Index ETFs and direct stocks: what strategy to start in the stock market
Two approaches coexist. Investing in individual stocks requires time, skills in financial analysis, and the ability to withstand the volatility of a single stock. Investing through index ETFs replicates the performance of an entire market (or sector) with a single product, ensuring immediate diversification.
A broadly diversified index ETF remains the most suitable entry point for a beginner. It does not require following the quarterly results of each company, nor deciding when to buy or sell a particular stock. Management boils down to regularly funding one’s investment plan.
However, this passive approach does not protect against general market declines. An ETF replicating a broad index will drop as much as that index during a correction. The risk of capital loss exists over any duration, even long. Available data do not guarantee that a bull market over past decades will replicate itself identically.
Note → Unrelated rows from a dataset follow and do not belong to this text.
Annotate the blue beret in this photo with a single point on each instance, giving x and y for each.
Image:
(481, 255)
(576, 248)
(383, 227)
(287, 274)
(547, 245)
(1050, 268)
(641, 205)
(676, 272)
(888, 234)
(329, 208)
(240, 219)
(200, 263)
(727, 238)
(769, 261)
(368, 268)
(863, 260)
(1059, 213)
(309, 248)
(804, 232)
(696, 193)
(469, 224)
Regulation and protection of beginner investors in 2024-2025
The regulatory framework has evolved. The European Securities and Markets Authority (ESMA) issued warnings in 2023-2024 after noticing that several major European brokerage platforms were aggressively promoting speculative products (CFDs, complex options) to beginners. Fines and warnings have been issued.
This regulatory pressure has led to two concrete changes:
- Brokers must now apply stricter suitability tests before allowing access to complex products. A beginner declaring little experience will be denied access to CFDs or options on certain platforms.
- Standardized warnings about the risks of rapid loss must be prominently displayed when opening an account and on product pages.
- Programmed investing in ETFs, offered by default by several neo-brokers, fits into this protection logic, guiding beginners towards less risky products than active trading.
What regulation does not cover
These protections only apply to regulated platforms. Offers disseminated via social media, paid training promising quick returns, and platforms not registered with the AMF or ESMA fall outside this framework. Checking the broker’s authorization with the regulator remains a preliminary reflex before opening any account.
Starting in the stock market with a programmed investment plan on an index ETF, housed in a PEA, while checking fees and the broker’s authorization, constitutes a solid foundation. The rest, the selection of stocks, sector analysis, active management, requires a level of skill and time that the majority of individual investors do not have, and which AMF data confirm as counterproductive for most of them.